Em uma coletiva de imprensa, Cavaliere destacou que a completa digitalização dos pagamentos deve auxiliar a Prefeitura na obtenção de dados mais precisos sobre o número real de passageiros. Ele mencionou que quase 96% das viagens já são realizadas com bilhetes, mas ainda persistem incertezas acerca dos dados finais reportados ao município.

“É possível que exista um desencaixe”, comentou o prefeito ao se referir à discrepância entre o volume efetivo de passageiros e os números comunicados ao final da operação.

Cavaliere também ressaltou que a transição para eliminar o pagamento em dinheiro nos ônibus poderá ajudar a esclarecer essa questão. Para a administração municipal, remover as transações em espécie facilitará o monitoramento das viagens e diminuirá áreas obscuras na bilhetagem.

Pagamento por PIX nos ônibus municipais

Na presença do secretário municipal de Transportes, Jorge Arraes, e da presidente da Mobi-Rio, Cláudia Secim, o prefeito anunciou que todos os ônibus da cidade aceitarão pagamentos via PIX a partir deste final de semana.

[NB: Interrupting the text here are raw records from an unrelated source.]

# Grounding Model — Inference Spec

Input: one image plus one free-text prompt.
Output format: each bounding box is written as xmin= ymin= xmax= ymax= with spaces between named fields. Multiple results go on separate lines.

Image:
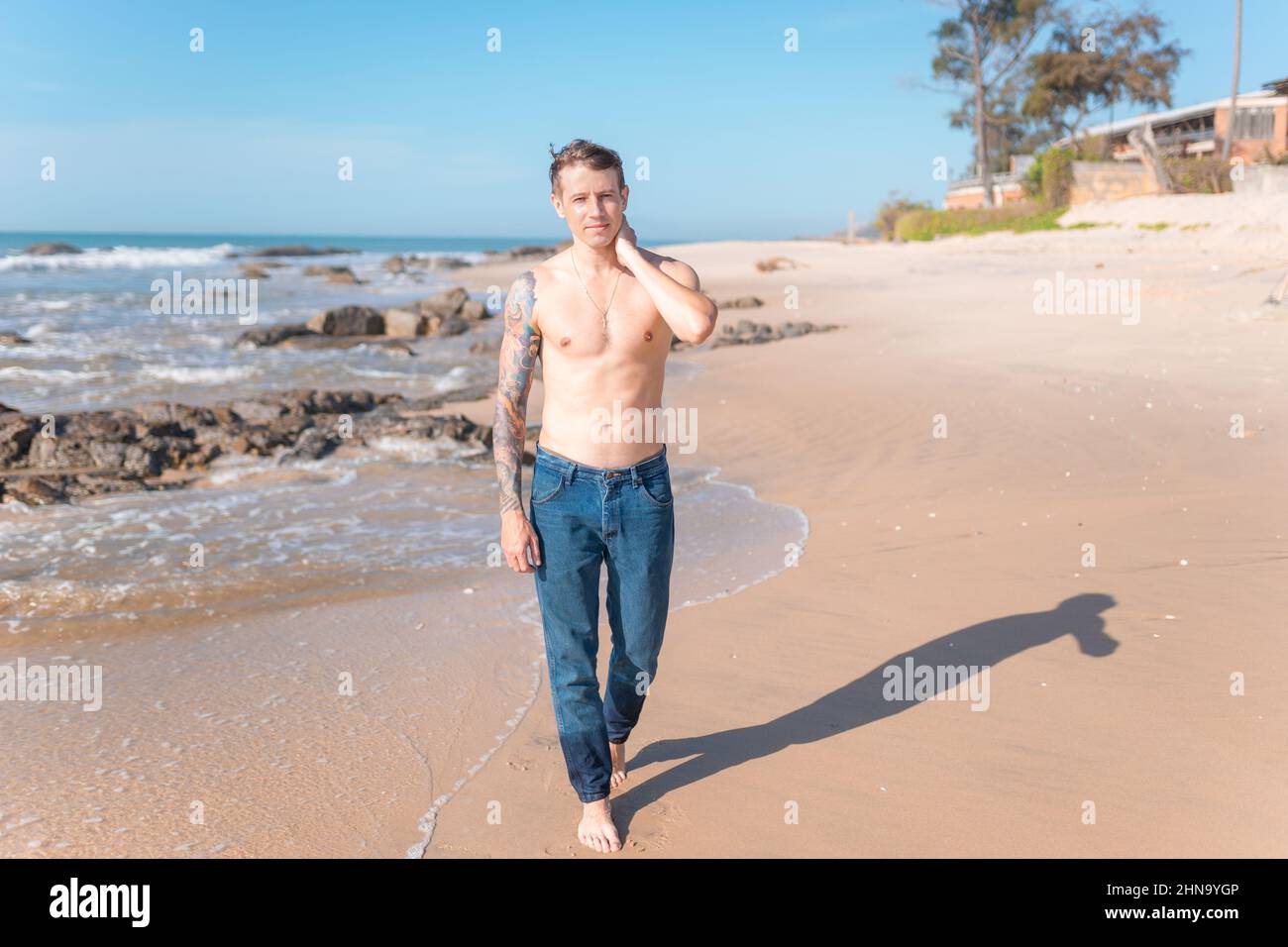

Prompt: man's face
xmin=550 ymin=164 xmax=631 ymax=246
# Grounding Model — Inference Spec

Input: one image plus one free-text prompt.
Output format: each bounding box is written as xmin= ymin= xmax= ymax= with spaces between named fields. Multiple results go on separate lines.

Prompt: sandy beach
xmin=426 ymin=196 xmax=1288 ymax=858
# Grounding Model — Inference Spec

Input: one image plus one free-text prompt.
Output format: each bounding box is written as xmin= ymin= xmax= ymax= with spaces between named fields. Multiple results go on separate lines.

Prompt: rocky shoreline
xmin=0 ymin=384 xmax=501 ymax=505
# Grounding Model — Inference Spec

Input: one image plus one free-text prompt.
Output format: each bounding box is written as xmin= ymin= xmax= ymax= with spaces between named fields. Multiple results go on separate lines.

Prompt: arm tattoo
xmin=492 ymin=269 xmax=541 ymax=513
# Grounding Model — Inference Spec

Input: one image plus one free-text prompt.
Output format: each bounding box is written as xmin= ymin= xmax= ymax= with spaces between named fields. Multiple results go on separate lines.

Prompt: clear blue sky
xmin=0 ymin=0 xmax=1288 ymax=241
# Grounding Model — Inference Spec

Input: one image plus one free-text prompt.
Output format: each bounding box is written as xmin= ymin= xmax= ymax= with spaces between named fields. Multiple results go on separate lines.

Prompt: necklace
xmin=572 ymin=245 xmax=622 ymax=335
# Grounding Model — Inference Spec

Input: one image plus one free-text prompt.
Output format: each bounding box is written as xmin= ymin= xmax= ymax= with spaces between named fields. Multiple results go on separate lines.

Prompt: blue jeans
xmin=528 ymin=443 xmax=675 ymax=802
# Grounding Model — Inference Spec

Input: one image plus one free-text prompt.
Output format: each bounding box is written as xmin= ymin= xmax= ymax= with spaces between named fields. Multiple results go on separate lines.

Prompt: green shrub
xmin=1163 ymin=158 xmax=1234 ymax=194
xmin=872 ymin=192 xmax=931 ymax=240
xmin=1038 ymin=149 xmax=1073 ymax=207
xmin=894 ymin=201 xmax=1068 ymax=240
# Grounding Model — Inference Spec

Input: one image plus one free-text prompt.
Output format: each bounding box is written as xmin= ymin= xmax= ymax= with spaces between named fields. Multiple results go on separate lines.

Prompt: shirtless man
xmin=493 ymin=139 xmax=716 ymax=852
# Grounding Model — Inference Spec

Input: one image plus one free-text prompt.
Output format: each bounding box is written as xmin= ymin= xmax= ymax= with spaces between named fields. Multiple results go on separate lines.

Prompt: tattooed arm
xmin=492 ymin=269 xmax=541 ymax=573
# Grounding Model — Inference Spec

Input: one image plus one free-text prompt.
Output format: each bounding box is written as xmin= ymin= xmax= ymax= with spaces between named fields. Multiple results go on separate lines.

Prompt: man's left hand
xmin=614 ymin=214 xmax=639 ymax=254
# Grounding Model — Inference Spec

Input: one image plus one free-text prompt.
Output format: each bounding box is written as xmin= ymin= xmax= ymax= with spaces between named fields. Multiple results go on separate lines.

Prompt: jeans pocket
xmin=532 ymin=464 xmax=564 ymax=506
xmin=640 ymin=468 xmax=675 ymax=506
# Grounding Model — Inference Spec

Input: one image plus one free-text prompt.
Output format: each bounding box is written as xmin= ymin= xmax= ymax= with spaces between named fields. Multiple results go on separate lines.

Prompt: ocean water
xmin=0 ymin=235 xmax=807 ymax=856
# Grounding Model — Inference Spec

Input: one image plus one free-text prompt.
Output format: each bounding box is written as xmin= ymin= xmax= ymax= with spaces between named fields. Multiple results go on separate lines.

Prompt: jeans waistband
xmin=536 ymin=441 xmax=666 ymax=479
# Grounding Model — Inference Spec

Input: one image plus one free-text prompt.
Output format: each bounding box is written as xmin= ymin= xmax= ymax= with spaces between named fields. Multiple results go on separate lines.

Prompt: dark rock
xmin=671 ymin=320 xmax=840 ymax=351
xmin=403 ymin=286 xmax=471 ymax=318
xmin=306 ymin=305 xmax=385 ymax=335
xmin=233 ymin=322 xmax=313 ymax=347
xmin=23 ymin=241 xmax=84 ymax=257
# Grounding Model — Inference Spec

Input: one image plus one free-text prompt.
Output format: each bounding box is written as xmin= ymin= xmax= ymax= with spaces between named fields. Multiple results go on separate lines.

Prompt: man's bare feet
xmin=577 ymin=798 xmax=622 ymax=852
xmin=608 ymin=743 xmax=626 ymax=789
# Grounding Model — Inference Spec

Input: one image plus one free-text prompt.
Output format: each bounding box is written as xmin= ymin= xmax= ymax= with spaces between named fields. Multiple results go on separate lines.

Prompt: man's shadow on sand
xmin=613 ymin=592 xmax=1118 ymax=827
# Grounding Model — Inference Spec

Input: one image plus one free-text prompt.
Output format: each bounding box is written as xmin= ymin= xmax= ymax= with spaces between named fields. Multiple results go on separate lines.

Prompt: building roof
xmin=1056 ymin=89 xmax=1288 ymax=145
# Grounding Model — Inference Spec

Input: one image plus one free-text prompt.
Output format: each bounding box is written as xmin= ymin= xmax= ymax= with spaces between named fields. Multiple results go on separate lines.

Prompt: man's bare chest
xmin=536 ymin=279 xmax=671 ymax=361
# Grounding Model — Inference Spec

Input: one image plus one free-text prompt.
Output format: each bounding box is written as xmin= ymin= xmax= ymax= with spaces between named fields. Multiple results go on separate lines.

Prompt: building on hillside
xmin=944 ymin=77 xmax=1288 ymax=209
xmin=1055 ymin=77 xmax=1288 ymax=163
xmin=944 ymin=155 xmax=1033 ymax=210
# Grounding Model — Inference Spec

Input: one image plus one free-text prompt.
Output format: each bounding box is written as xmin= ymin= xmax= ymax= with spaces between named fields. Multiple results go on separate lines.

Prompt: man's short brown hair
xmin=550 ymin=138 xmax=626 ymax=197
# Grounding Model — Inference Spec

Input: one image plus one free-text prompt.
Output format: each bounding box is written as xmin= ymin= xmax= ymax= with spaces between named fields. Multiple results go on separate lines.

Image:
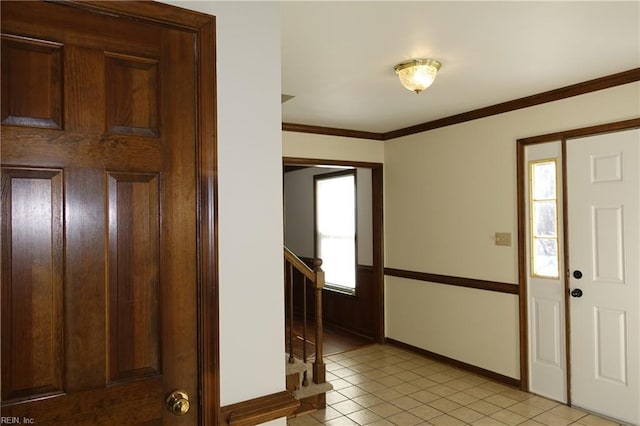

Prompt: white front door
xmin=566 ymin=129 xmax=640 ymax=425
xmin=524 ymin=141 xmax=567 ymax=403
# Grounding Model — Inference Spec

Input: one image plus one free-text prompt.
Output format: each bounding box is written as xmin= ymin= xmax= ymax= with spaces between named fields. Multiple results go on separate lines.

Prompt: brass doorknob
xmin=166 ymin=391 xmax=189 ymax=416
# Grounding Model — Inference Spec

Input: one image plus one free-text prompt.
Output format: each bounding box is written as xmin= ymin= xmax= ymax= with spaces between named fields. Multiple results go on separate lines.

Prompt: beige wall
xmin=283 ymin=83 xmax=640 ymax=378
xmin=384 ymin=83 xmax=640 ymax=378
xmin=282 ymin=132 xmax=384 ymax=163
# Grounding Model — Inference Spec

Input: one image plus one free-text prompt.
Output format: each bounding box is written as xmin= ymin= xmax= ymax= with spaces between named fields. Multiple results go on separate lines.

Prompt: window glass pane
xmin=316 ymin=174 xmax=356 ymax=291
xmin=533 ymin=238 xmax=558 ymax=278
xmin=533 ymin=201 xmax=557 ymax=237
xmin=533 ymin=161 xmax=556 ymax=200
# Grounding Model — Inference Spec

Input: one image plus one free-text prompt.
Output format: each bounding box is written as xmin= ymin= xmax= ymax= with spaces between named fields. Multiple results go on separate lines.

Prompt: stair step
xmin=285 ymin=355 xmax=311 ymax=377
xmin=293 ymin=381 xmax=333 ymax=400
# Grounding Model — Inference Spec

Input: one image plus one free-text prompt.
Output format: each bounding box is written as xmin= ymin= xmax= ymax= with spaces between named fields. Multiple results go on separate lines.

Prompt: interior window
xmin=314 ymin=170 xmax=357 ymax=294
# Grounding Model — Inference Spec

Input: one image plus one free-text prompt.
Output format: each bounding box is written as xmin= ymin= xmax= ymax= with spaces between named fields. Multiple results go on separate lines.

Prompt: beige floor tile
xmin=331 ymin=400 xmax=364 ymax=416
xmin=429 ymin=414 xmax=465 ymax=426
xmin=338 ymin=386 xmax=369 ymax=399
xmin=387 ymin=411 xmax=422 ymax=426
xmin=344 ymin=374 xmax=373 ymax=385
xmin=471 ymin=417 xmax=504 ymax=426
xmin=326 ymin=391 xmax=349 ymax=405
xmin=409 ymin=390 xmax=440 ymax=404
xmin=548 ymin=405 xmax=589 ymax=422
xmin=376 ymin=376 xmax=404 ymax=387
xmin=369 ymin=402 xmax=402 ymax=418
xmin=429 ymin=385 xmax=458 ymax=396
xmin=367 ymin=419 xmax=395 ymax=426
xmin=311 ymin=407 xmax=342 ymax=422
xmin=380 ymin=365 xmax=404 ymax=376
xmin=391 ymin=382 xmax=420 ymax=395
xmin=447 ymin=379 xmax=475 ymax=391
xmin=325 ymin=416 xmax=358 ymax=426
xmin=446 ymin=392 xmax=478 ymax=405
xmin=428 ymin=398 xmax=462 ymax=413
xmin=358 ymin=380 xmax=387 ymax=393
xmin=484 ymin=394 xmax=518 ymax=408
xmin=447 ymin=407 xmax=484 ymax=423
xmin=332 ymin=379 xmax=353 ymax=390
xmin=287 ymin=416 xmax=325 ymax=426
xmin=394 ymin=371 xmax=421 ymax=382
xmin=347 ymin=409 xmax=382 ymax=425
xmin=533 ymin=411 xmax=573 ymax=426
xmin=491 ymin=410 xmax=528 ymax=426
xmin=427 ymin=373 xmax=454 ymax=383
xmin=479 ymin=382 xmax=511 ymax=393
xmin=407 ymin=405 xmax=443 ymax=420
xmin=353 ymin=393 xmax=385 ymax=408
xmin=409 ymin=377 xmax=439 ymax=389
xmin=467 ymin=400 xmax=503 ymax=416
xmin=500 ymin=389 xmax=533 ymax=402
xmin=465 ymin=386 xmax=495 ymax=399
xmin=374 ymin=388 xmax=403 ymax=401
xmin=577 ymin=414 xmax=619 ymax=426
xmin=331 ymin=367 xmax=356 ymax=379
xmin=389 ymin=396 xmax=422 ymax=411
xmin=522 ymin=395 xmax=560 ymax=411
xmin=508 ymin=402 xmax=544 ymax=418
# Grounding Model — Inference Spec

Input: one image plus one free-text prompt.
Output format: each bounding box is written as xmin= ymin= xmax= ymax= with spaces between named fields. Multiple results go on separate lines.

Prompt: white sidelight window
xmin=314 ymin=170 xmax=357 ymax=294
xmin=529 ymin=160 xmax=560 ymax=279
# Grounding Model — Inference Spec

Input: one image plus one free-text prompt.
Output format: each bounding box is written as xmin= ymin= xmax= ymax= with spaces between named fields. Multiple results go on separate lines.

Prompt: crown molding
xmin=282 ymin=68 xmax=640 ymax=141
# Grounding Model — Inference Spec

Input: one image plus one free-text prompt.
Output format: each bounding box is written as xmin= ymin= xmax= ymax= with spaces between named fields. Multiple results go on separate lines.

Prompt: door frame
xmin=282 ymin=157 xmax=385 ymax=343
xmin=61 ymin=0 xmax=220 ymax=425
xmin=516 ymin=118 xmax=640 ymax=406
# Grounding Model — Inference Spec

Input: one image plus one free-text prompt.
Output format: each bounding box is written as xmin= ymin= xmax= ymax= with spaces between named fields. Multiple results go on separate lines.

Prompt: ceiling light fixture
xmin=393 ymin=59 xmax=442 ymax=93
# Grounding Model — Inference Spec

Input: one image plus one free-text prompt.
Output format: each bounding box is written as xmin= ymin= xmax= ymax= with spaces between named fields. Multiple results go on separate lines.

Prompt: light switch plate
xmin=496 ymin=232 xmax=511 ymax=247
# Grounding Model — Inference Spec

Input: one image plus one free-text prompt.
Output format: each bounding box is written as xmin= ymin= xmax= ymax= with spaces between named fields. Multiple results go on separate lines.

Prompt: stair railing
xmin=284 ymin=247 xmax=326 ymax=386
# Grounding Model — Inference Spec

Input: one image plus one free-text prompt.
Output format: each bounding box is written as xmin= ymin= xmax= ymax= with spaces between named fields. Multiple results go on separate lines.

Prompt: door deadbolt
xmin=165 ymin=391 xmax=189 ymax=416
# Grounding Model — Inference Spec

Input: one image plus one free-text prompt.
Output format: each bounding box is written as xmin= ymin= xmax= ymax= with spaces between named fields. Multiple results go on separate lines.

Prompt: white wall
xmin=282 ymin=132 xmax=384 ymax=163
xmin=164 ymin=1 xmax=285 ymax=406
xmin=284 ymin=167 xmax=373 ymax=266
xmin=384 ymin=83 xmax=640 ymax=378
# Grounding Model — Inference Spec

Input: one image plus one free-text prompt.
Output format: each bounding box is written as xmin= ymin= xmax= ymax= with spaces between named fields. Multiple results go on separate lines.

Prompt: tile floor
xmin=287 ymin=345 xmax=618 ymax=426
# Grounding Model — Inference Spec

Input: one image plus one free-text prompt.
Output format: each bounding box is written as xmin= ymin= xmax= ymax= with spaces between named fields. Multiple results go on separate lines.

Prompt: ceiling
xmin=280 ymin=1 xmax=640 ymax=133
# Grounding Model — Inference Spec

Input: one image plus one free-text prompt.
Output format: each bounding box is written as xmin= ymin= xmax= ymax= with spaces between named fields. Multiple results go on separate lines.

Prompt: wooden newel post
xmin=313 ymin=258 xmax=326 ymax=383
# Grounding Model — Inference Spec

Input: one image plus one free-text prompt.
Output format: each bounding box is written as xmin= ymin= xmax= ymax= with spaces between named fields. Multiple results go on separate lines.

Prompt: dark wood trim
xmin=518 ymin=118 xmax=640 ymax=145
xmin=282 ymin=157 xmax=385 ymax=343
xmin=282 ymin=68 xmax=640 ymax=141
xmin=386 ymin=337 xmax=521 ymax=388
xmin=63 ymin=1 xmax=220 ymax=425
xmin=282 ymin=123 xmax=384 ymax=141
xmin=516 ymin=118 xmax=640 ymax=405
xmin=516 ymin=143 xmax=529 ymax=391
xmin=219 ymin=391 xmax=300 ymax=426
xmin=371 ymin=165 xmax=385 ymax=343
xmin=560 ymin=138 xmax=571 ymax=406
xmin=384 ymin=268 xmax=519 ymax=294
xmin=282 ymin=157 xmax=382 ymax=170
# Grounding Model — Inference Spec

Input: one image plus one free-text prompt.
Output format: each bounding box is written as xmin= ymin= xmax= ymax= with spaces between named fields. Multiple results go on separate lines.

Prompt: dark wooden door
xmin=1 ymin=1 xmax=213 ymax=425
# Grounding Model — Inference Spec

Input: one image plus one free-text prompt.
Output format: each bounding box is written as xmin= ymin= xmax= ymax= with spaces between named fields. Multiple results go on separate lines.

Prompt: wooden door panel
xmin=2 ymin=2 xmax=204 ymax=424
xmin=2 ymin=168 xmax=63 ymax=400
xmin=2 ymin=3 xmax=163 ymax=58
xmin=106 ymin=54 xmax=159 ymax=136
xmin=108 ymin=173 xmax=160 ymax=382
xmin=2 ymin=35 xmax=62 ymax=129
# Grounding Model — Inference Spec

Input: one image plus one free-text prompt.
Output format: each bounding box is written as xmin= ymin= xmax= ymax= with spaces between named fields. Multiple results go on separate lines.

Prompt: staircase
xmin=284 ymin=247 xmax=333 ymax=416
xmin=285 ymin=354 xmax=333 ymax=416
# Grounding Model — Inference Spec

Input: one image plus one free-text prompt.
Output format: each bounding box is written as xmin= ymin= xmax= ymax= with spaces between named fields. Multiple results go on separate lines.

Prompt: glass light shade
xmin=393 ymin=59 xmax=442 ymax=93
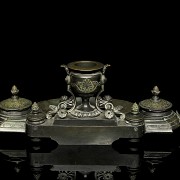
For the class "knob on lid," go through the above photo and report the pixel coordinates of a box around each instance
[139,86,172,112]
[0,85,32,111]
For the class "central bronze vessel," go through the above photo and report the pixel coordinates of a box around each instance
[61,61,110,117]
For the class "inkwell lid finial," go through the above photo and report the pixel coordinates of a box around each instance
[139,86,172,112]
[0,85,32,111]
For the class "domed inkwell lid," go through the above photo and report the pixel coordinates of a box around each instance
[0,85,32,111]
[67,61,104,71]
[139,86,172,112]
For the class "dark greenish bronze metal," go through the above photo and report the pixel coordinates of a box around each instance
[139,86,172,112]
[0,85,32,111]
[139,86,179,133]
[47,61,125,120]
[0,61,180,180]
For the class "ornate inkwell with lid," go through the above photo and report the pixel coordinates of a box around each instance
[0,85,32,132]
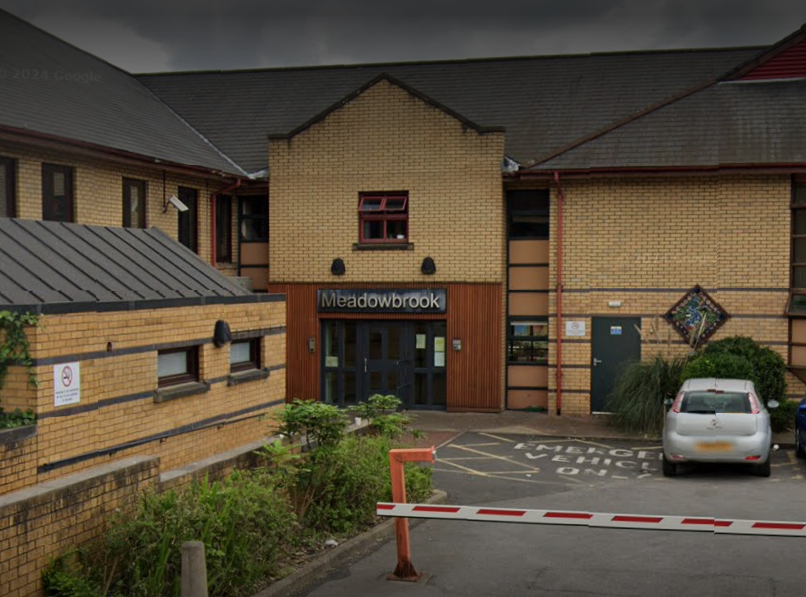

Essa iniciativa faz parte da estratégia de ampliar os métodos digitais de pagamento no transporte público local. O intuito da Prefeitura é promover uma migração rápida para o sistema Jaé, desenvolvido para substituir o Riocard nos modais sob sua gestão.

Histórico do debate sobre bilhetagem

A discussão sobre bilhetagem não é nova. O ex-prefeito Eduardo Paes já utilizava o termo “caixa-preta” para criticar as dificuldades enfrentadas pela Prefeitura para acessar informações operacionais. Naquela época, ele também questionava a administração da Riocard TI por empresários ligados ao setor de ônibus.

Prolongamento da transição para o Jaé

O sistema Jaé começou a ser implementado em julho de 2023, mas a substituição definitiva do Riocard passou por diversos atrasos. A previsão inicial era que a nova plataforma fosse utilizada em ônibus municipais, vans autorizadas, VLTs e cabritinhos desde novembro daquele ano.

No entanto, a programação foi alterada devido a problemas técnicos, testes operacionais e questões jurídicas relacionadas aos custos de instalação dos novos validadores nos ônibus das empresas Transoeste, Transcarioca, Santa Cruz e Internorte.

A Prefeitura chegou a estabelecer julho de 2024 como novo prazo para a implementação completa, mas essa meta também não foi atingida. Em agosto desse ano, estimava-se que apenas 1% das viagens estava sendo realizado com o cartão Jaé. Uma nova previsão foi feita para fevereiro de 2025.

A integração entre os sistemas Jaé e Riocard também representou um desafio, sendo solucionada em julho passado através de um acordo entre o município e o estado.

Na prática, usuários do Bilhete Único Intermunicipal (BUI), mantido pelo Governo do Estado do Rio para passageiros com renda mensal até R$ 3.205,20, continuam utilizando validadores do Riocard nos transportes municipais. Outros usuários precisam migrar para o Jaé.

A próxima fase será a eliminação do pagamento em dinheiro nos ônibus municipais. Para a Prefeitura, essa etapa é fundamental para aprimorar o controle sobre os dados da bilhetagem e entender com precisão o número total de passageiros transportados na cidade.